Along with my fellow writers at Southwest Crime Ink, I spoke at the premiere Tucson Festival of Books back in March. We talked about “hooks,” and how to snare a reader first thing out of the box. Being a wonk about writing, I had to weigh in with this hand-out:
SIX THINGS THAT SHOULD BE ON THE FIRST PAGE
1. The hook—a one-line teaser that foreshadows trouble. Then set the scene, give us character, and let the hook work on the reader for a while before addressing it again.
2. Give us a character we can relate to. Show us the character by showing something he loves, hates, or some strength he/she possesses. It’s good if the character knows himself. (See example: “Sometimes I’m an idiot.”)
3. Start in the middle of the action
4. Give us a time and a place
5. Give us specifics that make the world seem real to the reader
6. Trouble. Trouble that continues, trouble that morphs into other troubles, trouble that gets worse. It can be a minor irritation, like a bad feeling or a conversation gone wrong, or worse, a worry like a nagging tooth. Or it can be something really bad.

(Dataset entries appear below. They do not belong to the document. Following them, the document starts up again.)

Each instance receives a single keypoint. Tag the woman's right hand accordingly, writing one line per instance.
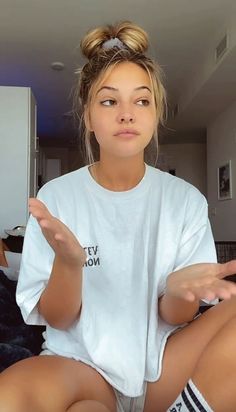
(64, 243)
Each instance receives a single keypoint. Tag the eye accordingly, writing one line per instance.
(108, 102)
(143, 102)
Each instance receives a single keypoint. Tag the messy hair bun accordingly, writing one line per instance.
(105, 47)
(131, 35)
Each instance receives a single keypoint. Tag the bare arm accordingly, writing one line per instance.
(60, 303)
(187, 286)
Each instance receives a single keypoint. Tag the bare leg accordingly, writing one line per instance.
(190, 344)
(53, 384)
(88, 406)
(215, 375)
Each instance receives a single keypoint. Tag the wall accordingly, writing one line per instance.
(221, 147)
(188, 159)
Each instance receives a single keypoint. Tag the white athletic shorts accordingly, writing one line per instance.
(124, 403)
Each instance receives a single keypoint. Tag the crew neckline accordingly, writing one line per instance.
(99, 189)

For an example, I used the beginning of Joseph Finder’s KILLER INSTINCT, which starts out:
“Okay, sometimes I’m an idiot.
“The Acura went into a ditch because I was trying to do too many things at once. Radiohead’s “The Bends” was playing, loud, while I was driving home, too fast, since I was late as usual. ”

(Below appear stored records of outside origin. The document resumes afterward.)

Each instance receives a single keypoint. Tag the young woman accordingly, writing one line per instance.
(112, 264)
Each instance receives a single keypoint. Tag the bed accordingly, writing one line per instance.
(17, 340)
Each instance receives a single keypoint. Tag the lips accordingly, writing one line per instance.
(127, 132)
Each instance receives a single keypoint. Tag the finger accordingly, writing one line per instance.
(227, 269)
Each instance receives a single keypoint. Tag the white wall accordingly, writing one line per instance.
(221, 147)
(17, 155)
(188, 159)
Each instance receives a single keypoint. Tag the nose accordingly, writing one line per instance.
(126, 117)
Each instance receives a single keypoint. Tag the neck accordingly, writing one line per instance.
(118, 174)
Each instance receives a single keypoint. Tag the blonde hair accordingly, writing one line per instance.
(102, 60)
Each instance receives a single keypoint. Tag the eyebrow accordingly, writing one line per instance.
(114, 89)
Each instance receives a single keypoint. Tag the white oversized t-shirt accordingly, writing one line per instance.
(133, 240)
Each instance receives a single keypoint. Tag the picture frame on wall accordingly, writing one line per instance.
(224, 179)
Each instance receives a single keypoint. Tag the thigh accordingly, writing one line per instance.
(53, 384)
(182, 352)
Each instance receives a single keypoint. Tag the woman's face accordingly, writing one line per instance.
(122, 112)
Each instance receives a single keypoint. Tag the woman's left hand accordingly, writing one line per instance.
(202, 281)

So he’s in a ditch and has other problems, which he discusses with is wife on the cell phone, and then the tow truck driver comes. The tow truck driver immediately establishes himself as the “alpha dog,” when he says:
“’Let me guess. You were talking on your cell phone.’
“I blinked, hesitated for a microsecond before I said sheepishly, ‘Yeah.’”

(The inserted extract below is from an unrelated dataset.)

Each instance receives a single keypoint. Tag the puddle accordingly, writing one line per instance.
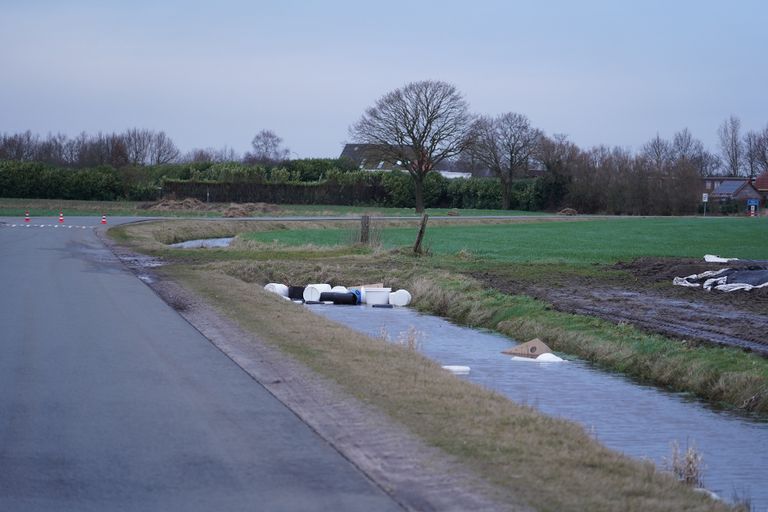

I use excerpts from the first few pages of Finder’s book to illustrate my points:
The hook: “Okay, sometimes I’m an idiot.”
The character we follow: we don’t know his name yet, but he’s young, he’s “cool,” he’s white collar but isn’t high up on the food chain yet, and he drives fast. He seems thoughtless and self-absorbed, but you like him because he knows he can be an idiot.
The particulars: listening to Radiohead “The Bends,” thumbing his Blackberry, multi-tasking, Driving an Acura (tells where he is on the food chain). Contrast him with the tow-truck driver in the Harley-Davidson jacket, the mullet, the bandana.
The time and place: night, a lonely road somewhere
The middle of something: literally in the middle of driving, listening to music, texting when he ran into the ditch.
Continuing trouble and foreshadowing: You can see that the Harley tow truck guy has his number, is already getting the upper hand. Despite the main character’s business suit and Acura and up-and-comer status, it doesn’t take Finder long to establish who’s the alpha dog here.
Trouble, in the form of this Harley-jacket-wearing tow truck driver, is coming to a book store near you.